Should data for spaCy be a Nix package?

spaCy is a Pip package on PyPI and a Nix package on nixpkgs containing the source code for a natural language processing.

en_core_web_sm is a Pip package at spaCy’s GitHub releases containing the data for the pipeline (for English, trained on the web, and is small-ish).

Should en_core_web_sm and its friends be a Nix package in nixpkgs?

Are there other instances that discuss using Nix to manage “data packages”?

AFAIK, there is no clear rule to point to, but if the data is easy to download from within the library (e.g. like how you would just run nltk.download() for nltk), and/or the library is not used by a bunch of programs that would need patching to acquire or relocate the data, I think it might do more harm than good. The binary cache currently stores all sources, all versions. Considering normal source repositories are pretty small, large corpora and other datasets like this would quickly eat an unreasonable chunk of the budget. It should probably be avoided if possible. But as mentioned earlier, it might be considered “impossible” or at least not worth the effort if it requires a bunch of patching and mitigations to do so.

That being said, we do store some kinds of data-like packages, like icon themes and wordlists so I’m not sure where to put any clear threshold.

One trouble is that spaCy’s download(...) wants to use Pip to download its dataset, so spaCy "should be patched to do that in a way that is compatible with Nix.

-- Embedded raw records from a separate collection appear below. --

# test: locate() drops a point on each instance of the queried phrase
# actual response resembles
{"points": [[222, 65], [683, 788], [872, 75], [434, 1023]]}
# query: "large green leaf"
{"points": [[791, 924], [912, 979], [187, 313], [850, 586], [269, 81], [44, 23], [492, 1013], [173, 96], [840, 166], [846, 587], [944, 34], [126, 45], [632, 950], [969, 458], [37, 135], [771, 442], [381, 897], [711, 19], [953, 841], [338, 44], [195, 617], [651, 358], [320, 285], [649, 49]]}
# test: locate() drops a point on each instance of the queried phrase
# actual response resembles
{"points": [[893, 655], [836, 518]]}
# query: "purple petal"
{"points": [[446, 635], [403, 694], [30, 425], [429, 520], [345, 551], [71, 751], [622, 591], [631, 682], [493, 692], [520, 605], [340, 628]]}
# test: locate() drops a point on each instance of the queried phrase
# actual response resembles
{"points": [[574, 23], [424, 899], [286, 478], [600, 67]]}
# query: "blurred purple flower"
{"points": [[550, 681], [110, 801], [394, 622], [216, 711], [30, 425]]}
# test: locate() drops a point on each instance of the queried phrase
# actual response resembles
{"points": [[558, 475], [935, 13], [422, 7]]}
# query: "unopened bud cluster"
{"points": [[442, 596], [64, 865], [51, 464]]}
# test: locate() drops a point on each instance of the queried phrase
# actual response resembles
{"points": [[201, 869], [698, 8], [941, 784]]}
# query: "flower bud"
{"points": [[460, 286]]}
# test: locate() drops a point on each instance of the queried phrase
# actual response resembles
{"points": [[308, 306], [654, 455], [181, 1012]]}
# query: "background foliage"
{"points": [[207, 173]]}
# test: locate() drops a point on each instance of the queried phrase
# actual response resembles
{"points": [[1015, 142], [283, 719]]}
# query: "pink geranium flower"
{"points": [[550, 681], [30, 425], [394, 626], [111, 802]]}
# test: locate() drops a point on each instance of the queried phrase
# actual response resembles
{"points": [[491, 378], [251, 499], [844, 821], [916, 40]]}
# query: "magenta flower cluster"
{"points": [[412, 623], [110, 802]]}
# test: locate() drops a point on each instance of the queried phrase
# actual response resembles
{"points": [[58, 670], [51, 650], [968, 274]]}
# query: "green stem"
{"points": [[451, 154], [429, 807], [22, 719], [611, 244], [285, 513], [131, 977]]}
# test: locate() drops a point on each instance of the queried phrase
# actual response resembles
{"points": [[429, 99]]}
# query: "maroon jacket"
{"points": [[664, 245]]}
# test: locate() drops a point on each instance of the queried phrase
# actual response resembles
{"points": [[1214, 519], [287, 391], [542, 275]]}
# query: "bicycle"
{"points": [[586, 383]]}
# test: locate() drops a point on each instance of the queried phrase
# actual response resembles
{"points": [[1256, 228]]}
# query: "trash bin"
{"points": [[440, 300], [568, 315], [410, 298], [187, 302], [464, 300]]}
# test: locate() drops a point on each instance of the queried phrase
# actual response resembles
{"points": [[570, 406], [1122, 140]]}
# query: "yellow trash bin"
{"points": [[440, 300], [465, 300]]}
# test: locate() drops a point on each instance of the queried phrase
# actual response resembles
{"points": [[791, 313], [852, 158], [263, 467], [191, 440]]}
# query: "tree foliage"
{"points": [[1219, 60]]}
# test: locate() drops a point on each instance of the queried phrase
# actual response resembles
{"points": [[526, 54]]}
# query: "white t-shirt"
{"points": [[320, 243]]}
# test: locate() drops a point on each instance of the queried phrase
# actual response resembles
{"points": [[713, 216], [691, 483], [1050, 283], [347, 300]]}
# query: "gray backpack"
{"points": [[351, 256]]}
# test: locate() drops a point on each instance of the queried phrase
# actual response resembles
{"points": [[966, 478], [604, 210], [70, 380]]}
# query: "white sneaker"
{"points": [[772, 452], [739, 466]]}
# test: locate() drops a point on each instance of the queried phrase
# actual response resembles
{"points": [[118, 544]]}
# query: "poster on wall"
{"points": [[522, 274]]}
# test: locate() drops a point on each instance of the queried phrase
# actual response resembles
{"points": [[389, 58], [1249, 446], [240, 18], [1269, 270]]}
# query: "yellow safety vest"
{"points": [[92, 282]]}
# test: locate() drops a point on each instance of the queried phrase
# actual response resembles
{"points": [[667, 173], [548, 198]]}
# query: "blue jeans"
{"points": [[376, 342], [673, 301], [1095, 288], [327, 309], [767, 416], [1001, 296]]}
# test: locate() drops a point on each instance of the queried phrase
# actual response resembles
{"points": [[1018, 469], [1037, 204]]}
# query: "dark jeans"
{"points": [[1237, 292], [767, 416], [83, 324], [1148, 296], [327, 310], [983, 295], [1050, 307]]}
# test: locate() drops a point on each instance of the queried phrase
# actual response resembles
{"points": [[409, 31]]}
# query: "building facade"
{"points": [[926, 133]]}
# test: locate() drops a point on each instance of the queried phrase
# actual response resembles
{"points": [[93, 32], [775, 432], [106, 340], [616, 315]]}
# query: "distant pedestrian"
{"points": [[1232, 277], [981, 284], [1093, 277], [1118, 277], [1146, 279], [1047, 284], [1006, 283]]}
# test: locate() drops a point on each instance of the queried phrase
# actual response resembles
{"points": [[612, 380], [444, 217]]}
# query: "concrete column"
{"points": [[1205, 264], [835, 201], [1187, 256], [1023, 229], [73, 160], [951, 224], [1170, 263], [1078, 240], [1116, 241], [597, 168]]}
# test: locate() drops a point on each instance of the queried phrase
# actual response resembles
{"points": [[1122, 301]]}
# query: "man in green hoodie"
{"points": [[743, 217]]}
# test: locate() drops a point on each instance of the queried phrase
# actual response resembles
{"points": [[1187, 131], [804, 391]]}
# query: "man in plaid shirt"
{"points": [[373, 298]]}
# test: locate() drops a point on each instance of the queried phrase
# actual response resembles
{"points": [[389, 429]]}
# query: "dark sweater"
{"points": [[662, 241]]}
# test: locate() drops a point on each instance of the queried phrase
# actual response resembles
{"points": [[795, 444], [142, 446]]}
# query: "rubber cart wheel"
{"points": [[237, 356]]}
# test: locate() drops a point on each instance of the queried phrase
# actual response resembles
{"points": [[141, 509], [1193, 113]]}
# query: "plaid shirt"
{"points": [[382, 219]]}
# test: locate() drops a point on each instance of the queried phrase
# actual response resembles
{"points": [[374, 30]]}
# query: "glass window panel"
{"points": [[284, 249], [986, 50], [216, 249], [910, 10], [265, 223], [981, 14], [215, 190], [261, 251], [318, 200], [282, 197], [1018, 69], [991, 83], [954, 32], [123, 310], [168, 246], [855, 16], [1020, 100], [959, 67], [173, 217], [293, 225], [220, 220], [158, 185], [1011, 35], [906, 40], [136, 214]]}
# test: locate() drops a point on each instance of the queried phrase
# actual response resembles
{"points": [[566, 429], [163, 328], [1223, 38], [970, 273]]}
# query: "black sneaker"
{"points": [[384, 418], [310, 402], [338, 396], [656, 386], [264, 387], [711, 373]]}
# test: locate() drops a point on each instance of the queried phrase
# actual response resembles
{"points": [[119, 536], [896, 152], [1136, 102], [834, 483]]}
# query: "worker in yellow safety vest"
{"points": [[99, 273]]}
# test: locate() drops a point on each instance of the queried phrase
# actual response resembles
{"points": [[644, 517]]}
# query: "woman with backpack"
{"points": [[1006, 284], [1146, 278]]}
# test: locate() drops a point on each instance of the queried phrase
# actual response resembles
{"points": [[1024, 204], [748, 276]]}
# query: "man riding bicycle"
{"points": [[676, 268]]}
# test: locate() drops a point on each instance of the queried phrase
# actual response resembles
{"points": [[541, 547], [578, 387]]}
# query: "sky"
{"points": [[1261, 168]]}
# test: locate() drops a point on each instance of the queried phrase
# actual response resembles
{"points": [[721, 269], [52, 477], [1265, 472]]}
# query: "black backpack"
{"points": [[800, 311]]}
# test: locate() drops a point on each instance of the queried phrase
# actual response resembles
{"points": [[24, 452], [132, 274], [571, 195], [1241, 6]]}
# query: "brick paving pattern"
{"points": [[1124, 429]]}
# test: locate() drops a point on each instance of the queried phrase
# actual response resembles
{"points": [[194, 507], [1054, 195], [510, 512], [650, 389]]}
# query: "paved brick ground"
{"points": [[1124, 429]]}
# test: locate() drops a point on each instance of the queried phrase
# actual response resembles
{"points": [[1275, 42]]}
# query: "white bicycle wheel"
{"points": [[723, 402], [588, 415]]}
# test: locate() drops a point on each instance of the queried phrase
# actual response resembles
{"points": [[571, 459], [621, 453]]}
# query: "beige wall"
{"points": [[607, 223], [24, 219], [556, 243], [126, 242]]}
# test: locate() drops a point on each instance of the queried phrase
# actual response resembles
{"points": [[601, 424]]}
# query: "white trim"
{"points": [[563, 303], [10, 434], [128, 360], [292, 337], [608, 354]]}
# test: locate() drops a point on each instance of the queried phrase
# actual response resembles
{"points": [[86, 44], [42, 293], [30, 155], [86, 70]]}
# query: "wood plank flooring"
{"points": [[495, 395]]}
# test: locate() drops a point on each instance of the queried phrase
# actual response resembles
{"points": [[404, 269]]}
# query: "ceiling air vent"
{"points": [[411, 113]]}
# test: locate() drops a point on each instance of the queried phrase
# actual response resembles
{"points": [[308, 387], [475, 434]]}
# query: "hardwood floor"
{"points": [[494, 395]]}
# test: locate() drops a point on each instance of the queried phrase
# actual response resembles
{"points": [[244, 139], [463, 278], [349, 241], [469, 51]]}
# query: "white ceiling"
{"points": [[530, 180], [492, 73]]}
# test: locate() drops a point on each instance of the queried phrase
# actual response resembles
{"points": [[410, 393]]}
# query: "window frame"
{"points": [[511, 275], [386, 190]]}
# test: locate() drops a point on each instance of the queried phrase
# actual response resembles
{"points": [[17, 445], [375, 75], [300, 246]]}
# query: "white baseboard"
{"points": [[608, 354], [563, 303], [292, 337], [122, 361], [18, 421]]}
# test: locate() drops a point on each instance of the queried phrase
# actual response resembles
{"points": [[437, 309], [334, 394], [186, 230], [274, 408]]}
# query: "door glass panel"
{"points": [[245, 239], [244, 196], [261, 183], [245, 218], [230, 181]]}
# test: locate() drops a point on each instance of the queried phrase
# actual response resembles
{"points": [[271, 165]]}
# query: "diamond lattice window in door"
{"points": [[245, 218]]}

However, the data package need not be stored in Nix.

As a user it’s quite cumbersome to have to download the data needed by a package, especially since nix often doesn’t play well with custom downloaders. E.g. I think nltk tries to download directly to the nltk Python package location, which is in the nix store.

I don’t think it necessarily has to be a separate package, it can also for example be a function like spacy.withModels (models: [models.en_core_web_sm]). Either way it should be possible to make sure hydra doesn’t build and cache it, e.g. using Nixpkgs Reference Manual , so it can be fetched directly from the source by the user.

1 Like

I found pkgs/development/python-modules/spacy/models.json, which gets imported by pkgs/development/python-modules/spacy/models.nix, but I don’t know where it goes after that.

How do I actually reference the spaCy models (already in Nixpkgs) from a Nix expression?

Not sure why it isn’t in nixpkgs search, but it looks like it should be available as python3packages.spacy-models.